I’ve been having a lot of tough moments in recent days, and I’m not sure why.  Is it the holiday season?  Is it the Elisabeth Kubler-Ross book I was reading?  Is it just time?

We’ve been watching The War, by Ken Burns.  Tonight, there was a story of a woman whose brother will never forget the "unearthly howl" his sister gave when she received the telegram informing her that her husband had been killed.  And I was brought back to that morning in E’s office.  I didn’t howl; I was just stricken.  J said she’ll never forget the look on my face.  I don’t think of that time much if I can help it.  it was the most terrible day of a long stretch of terrible days to come.  I really don’t know how I survived it; shock, I suppose.

But as I watched and heard the story on TV and remembered my own moment when C called me, I realized that despite almost 29 months of you not being here, I still don’t understand how this can be true, how it can be that you’re not anywhere on this planet that I can reach you.  The reality is as incomprehensible as it’s ever been.  Shouldn’t it sink in at some point, and not be so astonishing every time I give more than a passing thought to it?

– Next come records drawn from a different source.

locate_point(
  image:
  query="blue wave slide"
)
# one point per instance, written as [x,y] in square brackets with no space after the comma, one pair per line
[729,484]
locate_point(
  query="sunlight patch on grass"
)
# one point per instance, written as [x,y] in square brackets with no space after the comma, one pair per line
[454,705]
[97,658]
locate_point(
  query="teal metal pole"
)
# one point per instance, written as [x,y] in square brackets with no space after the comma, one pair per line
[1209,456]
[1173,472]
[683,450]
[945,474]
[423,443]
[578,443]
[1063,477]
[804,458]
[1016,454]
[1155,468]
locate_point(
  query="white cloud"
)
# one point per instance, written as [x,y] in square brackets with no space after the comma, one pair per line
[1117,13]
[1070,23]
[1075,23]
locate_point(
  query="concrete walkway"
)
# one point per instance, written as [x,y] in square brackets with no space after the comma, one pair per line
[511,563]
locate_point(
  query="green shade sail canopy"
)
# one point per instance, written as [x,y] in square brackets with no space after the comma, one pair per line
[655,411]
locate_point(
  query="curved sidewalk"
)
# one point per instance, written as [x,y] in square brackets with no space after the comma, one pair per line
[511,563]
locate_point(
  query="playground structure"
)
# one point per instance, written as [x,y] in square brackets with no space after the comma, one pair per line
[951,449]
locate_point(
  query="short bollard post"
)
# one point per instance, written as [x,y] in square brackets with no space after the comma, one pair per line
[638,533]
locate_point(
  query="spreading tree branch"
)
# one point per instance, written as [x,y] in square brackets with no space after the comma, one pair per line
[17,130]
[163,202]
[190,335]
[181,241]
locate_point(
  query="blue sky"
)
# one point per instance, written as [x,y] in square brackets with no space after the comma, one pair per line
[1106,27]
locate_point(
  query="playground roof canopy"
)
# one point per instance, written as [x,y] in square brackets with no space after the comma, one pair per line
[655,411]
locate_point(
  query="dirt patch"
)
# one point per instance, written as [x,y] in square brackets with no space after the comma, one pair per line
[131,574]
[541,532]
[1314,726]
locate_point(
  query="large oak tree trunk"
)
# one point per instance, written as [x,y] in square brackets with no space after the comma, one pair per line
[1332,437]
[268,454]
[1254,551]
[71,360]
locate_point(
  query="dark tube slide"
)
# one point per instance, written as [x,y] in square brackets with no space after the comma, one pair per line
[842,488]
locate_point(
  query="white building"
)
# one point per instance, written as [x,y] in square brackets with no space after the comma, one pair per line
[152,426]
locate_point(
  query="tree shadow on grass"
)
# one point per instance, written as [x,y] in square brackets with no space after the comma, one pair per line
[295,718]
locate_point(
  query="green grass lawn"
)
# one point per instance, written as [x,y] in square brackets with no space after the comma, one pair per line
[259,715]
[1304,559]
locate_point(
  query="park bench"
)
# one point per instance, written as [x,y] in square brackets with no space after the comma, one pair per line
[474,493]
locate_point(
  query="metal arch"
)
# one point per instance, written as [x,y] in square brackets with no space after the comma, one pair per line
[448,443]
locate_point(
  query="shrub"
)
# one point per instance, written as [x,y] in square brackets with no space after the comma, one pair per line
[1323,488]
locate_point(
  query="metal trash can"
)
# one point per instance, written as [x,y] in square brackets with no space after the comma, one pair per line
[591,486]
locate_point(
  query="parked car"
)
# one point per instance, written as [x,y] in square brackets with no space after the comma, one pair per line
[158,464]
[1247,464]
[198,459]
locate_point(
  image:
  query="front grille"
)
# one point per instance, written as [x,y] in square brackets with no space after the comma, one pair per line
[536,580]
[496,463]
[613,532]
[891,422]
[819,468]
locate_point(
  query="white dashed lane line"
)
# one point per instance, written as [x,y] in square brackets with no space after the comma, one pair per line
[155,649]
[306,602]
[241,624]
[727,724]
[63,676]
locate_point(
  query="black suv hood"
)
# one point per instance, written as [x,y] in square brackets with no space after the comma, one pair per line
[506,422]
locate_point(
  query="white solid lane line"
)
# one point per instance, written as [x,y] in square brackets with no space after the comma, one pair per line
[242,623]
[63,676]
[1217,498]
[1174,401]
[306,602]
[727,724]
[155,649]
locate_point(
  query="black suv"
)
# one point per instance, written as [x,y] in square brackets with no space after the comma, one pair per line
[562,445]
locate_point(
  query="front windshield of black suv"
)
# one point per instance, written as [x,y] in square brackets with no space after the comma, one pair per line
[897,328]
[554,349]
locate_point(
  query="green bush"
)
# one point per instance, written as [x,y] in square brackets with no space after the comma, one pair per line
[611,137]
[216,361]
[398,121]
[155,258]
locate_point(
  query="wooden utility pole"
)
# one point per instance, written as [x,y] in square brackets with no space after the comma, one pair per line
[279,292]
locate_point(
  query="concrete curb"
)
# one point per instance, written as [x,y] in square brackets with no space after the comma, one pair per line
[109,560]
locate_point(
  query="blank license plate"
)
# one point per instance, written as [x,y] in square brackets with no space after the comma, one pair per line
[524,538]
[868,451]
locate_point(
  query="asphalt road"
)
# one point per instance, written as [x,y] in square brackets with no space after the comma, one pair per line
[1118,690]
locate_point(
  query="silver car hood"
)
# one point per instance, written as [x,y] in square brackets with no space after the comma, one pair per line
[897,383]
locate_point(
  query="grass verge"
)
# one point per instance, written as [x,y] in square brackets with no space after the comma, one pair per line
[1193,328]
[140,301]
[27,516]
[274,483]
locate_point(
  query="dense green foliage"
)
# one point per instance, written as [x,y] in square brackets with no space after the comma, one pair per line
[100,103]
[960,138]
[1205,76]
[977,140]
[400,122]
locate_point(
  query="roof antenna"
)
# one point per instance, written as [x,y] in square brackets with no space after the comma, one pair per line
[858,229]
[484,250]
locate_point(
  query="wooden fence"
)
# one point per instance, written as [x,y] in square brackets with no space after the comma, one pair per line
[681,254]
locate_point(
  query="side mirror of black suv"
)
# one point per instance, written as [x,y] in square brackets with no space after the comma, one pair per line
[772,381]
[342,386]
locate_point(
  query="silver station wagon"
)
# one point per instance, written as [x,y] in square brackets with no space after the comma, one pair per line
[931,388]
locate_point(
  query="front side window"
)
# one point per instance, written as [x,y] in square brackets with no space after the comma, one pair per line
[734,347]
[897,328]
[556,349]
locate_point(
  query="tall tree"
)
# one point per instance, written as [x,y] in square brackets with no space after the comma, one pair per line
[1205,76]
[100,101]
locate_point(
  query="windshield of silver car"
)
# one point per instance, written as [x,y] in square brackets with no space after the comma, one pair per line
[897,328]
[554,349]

I live my life with the understanding that you live on elsewhere, and I keep watch for signs of you here, assuring myself that our separation is only temporary, and only apparent anyway.  And many days, that’s enough to get me by.

And then there are nights like tonight when I look up from the day-to-day and wonder again, where the hell are you?  And why did you leave me?

Last night as I lay waiting to fall asleep, I asked you if you left the way you did because you knew I’d never willingly let you go?

That’d be just like you; you did things in your own time, your way, without needing a committee to weigh in.  And you always said that it was struggle we learned from.  If that’s the case, I’ve learned plenty.  And yet I can never learn the answer to the only thing I really want to know:  Why?  Why does it have to be this way?  Why does life have to have so much pain in it?  Why do people die before they’re old and leave a wake of injured, devastated people behind them?

I miss you, Babe.  I never stop.  I don’t know how much healing I have left to do.  Most days, this feels like about as good as it’s going to get.  And I remember the tears in your eyes as you spoke of your beloved grandfather, and I have no reason to believe otherwise.

The rest of my life is seeming very long again.

I’ll keep going, and it will be good, and bad, as always.  I’m not hopeless.  I just miss you.  And I can’t believe it’s been so long since we talked.  But there’s nothing I can do about that.  I can’t fix or change it.  I’m not hopeless; I’m helpless.  Which is not really less shitty, you know.

I love you, Sweetheart.  I miss you.